I have mac, ox s (snow leopard) operating system
until recently, when i opened my pictures files, I saw the actual images in which ever way i used the sort (coverflow, list,etc)
Suddenly, all I can see now in the place of the actual photo, is a standard jpeg folder image(boy with lens and words jpeg underneath) and the file name underneath (they all end with jpeg extensions)-want to be able to reset it back to being able to view my photos, without having to click to open each file

any ideas?takes hours to go through my images this way

appreciate any help

thanks


----------



## wowzer (Dec 28, 2009)

How about under the view menu..."show view options" then make sure "show icon preview" is checked.


----------



## sandymom (Mar 14, 2012)

thanks for the idea, but that option is already selected
the weird thing is, when i went through my files, while the vast majority of the images come up as icon folder images, about 2/100 photos do show up as images.
They have the same .jpg extensions, and are listed as jpeg image in file explanation-can find no reason why a few appear as photos, while the rest appear as standard jpeg folders (smiling boy, camera lens)

any other ideas, have tried opening up every menu to see what to do, nothing seems to work


----------



## wowzer (Dec 28, 2009)

I'm a little confused.

What are you viewing them with? iPhoto or just opening on the desktop.

When you say "standard jpeg *folder* image" ... Are they in folders or are they individual images?

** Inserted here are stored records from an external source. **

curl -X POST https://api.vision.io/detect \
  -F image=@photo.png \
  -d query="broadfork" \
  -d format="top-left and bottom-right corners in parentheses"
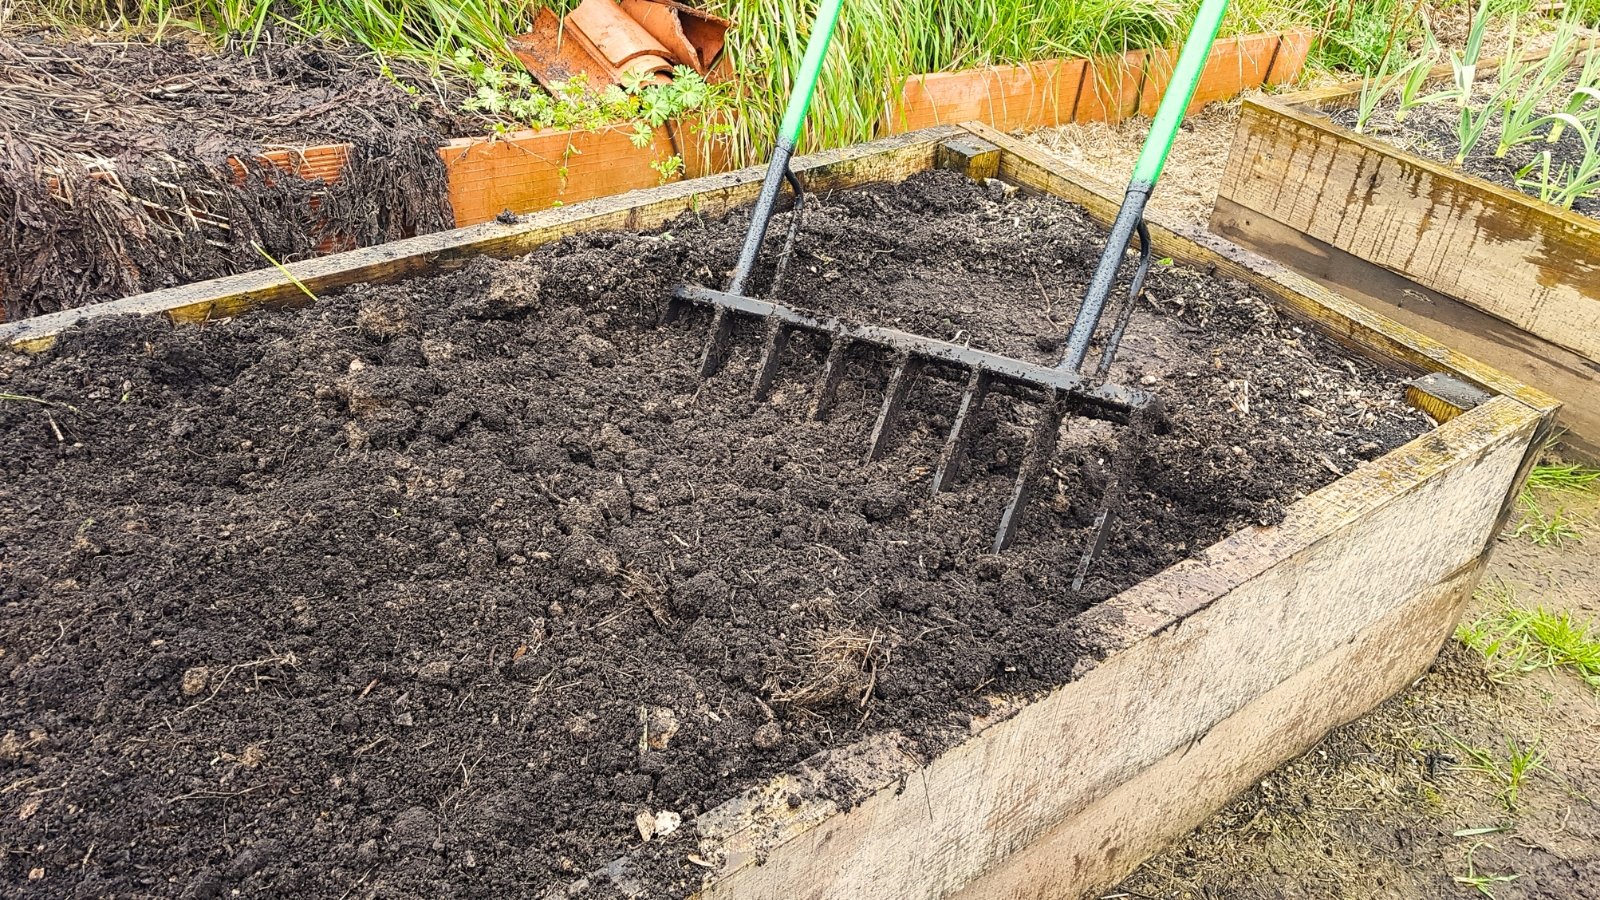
top-left (664, 0), bottom-right (1233, 574)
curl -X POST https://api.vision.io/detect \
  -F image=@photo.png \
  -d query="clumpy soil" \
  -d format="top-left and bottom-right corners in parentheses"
top-left (1327, 68), bottom-right (1600, 219)
top-left (0, 32), bottom-right (461, 319)
top-left (0, 171), bottom-right (1430, 897)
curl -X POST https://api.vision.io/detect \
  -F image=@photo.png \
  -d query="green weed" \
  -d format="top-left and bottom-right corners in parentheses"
top-left (1457, 584), bottom-right (1600, 688)
top-left (1453, 842), bottom-right (1520, 897)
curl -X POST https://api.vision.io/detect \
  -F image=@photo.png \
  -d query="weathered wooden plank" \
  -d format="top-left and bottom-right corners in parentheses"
top-left (962, 122), bottom-right (1562, 419)
top-left (1219, 96), bottom-right (1600, 361)
top-left (949, 563), bottom-right (1479, 899)
top-left (669, 394), bottom-right (1541, 899)
top-left (1212, 194), bottom-right (1600, 460)
top-left (1, 128), bottom-right (960, 354)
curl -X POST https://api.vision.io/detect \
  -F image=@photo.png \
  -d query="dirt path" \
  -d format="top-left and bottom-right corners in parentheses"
top-left (1023, 103), bottom-right (1600, 900)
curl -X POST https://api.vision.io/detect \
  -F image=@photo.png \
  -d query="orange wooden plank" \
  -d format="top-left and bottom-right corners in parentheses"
top-left (1267, 30), bottom-right (1313, 87)
top-left (439, 124), bottom-right (685, 225)
top-left (888, 59), bottom-right (1089, 134)
top-left (1073, 50), bottom-right (1146, 124)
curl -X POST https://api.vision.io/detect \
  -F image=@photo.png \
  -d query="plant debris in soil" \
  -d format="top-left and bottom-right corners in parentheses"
top-left (1327, 68), bottom-right (1600, 219)
top-left (0, 170), bottom-right (1432, 897)
top-left (0, 32), bottom-right (463, 320)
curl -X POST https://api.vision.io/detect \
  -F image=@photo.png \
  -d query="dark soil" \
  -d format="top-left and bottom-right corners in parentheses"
top-left (0, 171), bottom-right (1431, 898)
top-left (1328, 68), bottom-right (1600, 219)
top-left (0, 31), bottom-right (463, 319)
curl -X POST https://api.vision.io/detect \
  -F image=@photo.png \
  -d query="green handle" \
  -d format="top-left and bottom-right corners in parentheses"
top-left (776, 0), bottom-right (846, 149)
top-left (1130, 0), bottom-right (1232, 186)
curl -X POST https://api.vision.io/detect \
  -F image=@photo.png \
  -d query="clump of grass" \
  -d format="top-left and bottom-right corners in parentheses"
top-left (1447, 732), bottom-right (1545, 811)
top-left (1524, 461), bottom-right (1600, 494)
top-left (1509, 461), bottom-right (1598, 546)
top-left (1511, 500), bottom-right (1584, 546)
top-left (1457, 582), bottom-right (1600, 688)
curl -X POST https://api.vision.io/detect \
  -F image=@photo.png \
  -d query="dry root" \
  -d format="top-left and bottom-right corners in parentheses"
top-left (769, 627), bottom-right (895, 711)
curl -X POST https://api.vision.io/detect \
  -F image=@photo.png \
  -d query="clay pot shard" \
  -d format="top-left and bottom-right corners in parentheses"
top-left (620, 0), bottom-right (732, 76)
top-left (568, 0), bottom-right (674, 84)
top-left (511, 8), bottom-right (620, 91)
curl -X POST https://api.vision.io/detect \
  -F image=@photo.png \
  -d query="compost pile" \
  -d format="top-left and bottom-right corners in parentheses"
top-left (0, 32), bottom-right (459, 320)
top-left (0, 171), bottom-right (1431, 897)
top-left (1328, 67), bottom-right (1600, 219)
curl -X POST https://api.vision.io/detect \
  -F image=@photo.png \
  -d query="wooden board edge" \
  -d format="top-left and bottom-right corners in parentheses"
top-left (2, 127), bottom-right (964, 353)
top-left (1209, 195), bottom-right (1599, 461)
top-left (960, 121), bottom-right (1561, 416)
top-left (633, 393), bottom-right (1541, 899)
top-left (1238, 93), bottom-right (1600, 243)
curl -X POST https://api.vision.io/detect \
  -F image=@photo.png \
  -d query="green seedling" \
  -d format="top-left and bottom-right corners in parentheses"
top-left (1395, 34), bottom-right (1457, 122)
top-left (1453, 0), bottom-right (1496, 106)
top-left (1515, 149), bottom-right (1559, 204)
top-left (1458, 585), bottom-right (1600, 689)
top-left (1512, 497), bottom-right (1583, 546)
top-left (1525, 462), bottom-right (1600, 493)
top-left (1454, 842), bottom-right (1520, 898)
top-left (1548, 49), bottom-right (1600, 143)
top-left (1449, 734), bottom-right (1544, 811)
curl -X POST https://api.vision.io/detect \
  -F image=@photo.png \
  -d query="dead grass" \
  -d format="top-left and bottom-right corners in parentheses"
top-left (768, 626), bottom-right (893, 711)
top-left (1020, 99), bottom-right (1244, 229)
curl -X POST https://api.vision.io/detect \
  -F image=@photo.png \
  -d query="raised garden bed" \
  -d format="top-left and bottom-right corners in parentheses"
top-left (0, 125), bottom-right (1554, 898)
top-left (1212, 58), bottom-right (1600, 459)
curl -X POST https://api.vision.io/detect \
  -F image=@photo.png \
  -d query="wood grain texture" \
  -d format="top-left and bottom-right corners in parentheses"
top-left (888, 59), bottom-right (1089, 134)
top-left (1218, 96), bottom-right (1600, 361)
top-left (0, 129), bottom-right (954, 353)
top-left (948, 563), bottom-right (1480, 899)
top-left (439, 120), bottom-right (730, 225)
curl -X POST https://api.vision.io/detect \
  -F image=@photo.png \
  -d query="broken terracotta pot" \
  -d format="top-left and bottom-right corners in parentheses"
top-left (567, 0), bottom-right (674, 83)
top-left (620, 0), bottom-right (732, 75)
top-left (511, 8), bottom-right (621, 90)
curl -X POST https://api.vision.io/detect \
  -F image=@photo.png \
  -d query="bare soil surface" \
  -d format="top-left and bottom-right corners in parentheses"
top-left (0, 31), bottom-right (460, 319)
top-left (1023, 91), bottom-right (1600, 900)
top-left (0, 170), bottom-right (1428, 897)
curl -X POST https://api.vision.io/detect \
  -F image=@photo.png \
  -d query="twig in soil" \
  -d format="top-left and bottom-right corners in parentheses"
top-left (0, 392), bottom-right (83, 415)
top-left (178, 653), bottom-right (298, 716)
top-left (167, 784), bottom-right (265, 803)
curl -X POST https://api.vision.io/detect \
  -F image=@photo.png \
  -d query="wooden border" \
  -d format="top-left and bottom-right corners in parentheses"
top-left (1211, 59), bottom-right (1599, 455)
top-left (1, 125), bottom-right (1554, 898)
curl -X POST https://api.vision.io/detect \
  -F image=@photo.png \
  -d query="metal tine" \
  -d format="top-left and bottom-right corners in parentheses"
top-left (1093, 221), bottom-right (1154, 380)
top-left (930, 368), bottom-right (992, 495)
top-left (1072, 403), bottom-right (1156, 589)
top-left (808, 335), bottom-right (853, 420)
top-left (698, 307), bottom-right (735, 378)
top-left (751, 320), bottom-right (792, 401)
top-left (867, 352), bottom-right (924, 462)
top-left (993, 393), bottom-right (1069, 552)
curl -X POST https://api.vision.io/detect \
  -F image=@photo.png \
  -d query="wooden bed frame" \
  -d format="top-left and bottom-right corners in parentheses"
top-left (1211, 58), bottom-right (1599, 459)
top-left (2, 124), bottom-right (1556, 899)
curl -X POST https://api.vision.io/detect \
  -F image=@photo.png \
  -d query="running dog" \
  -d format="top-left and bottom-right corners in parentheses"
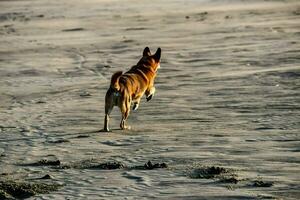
top-left (103, 47), bottom-right (161, 132)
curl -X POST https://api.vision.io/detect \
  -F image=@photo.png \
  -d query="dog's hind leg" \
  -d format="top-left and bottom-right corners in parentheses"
top-left (104, 109), bottom-right (112, 132)
top-left (103, 89), bottom-right (114, 132)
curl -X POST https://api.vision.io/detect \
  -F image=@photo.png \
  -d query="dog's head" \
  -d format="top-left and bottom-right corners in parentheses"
top-left (138, 47), bottom-right (161, 72)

can you post a screenshot of what you're seeing?


----------



## allnodcoms (Jun 30, 2007)

If you hit the spacebar, does it throw up a preview?

Danny


----------



## sandymom (Mar 14, 2012)

thank you all
in frustration, i restarted the machine (not for the first time since this problem began) and now it it again functioning the way it should.
Don't know why, but am grateful for all your help-many thanks, i am so happy


----------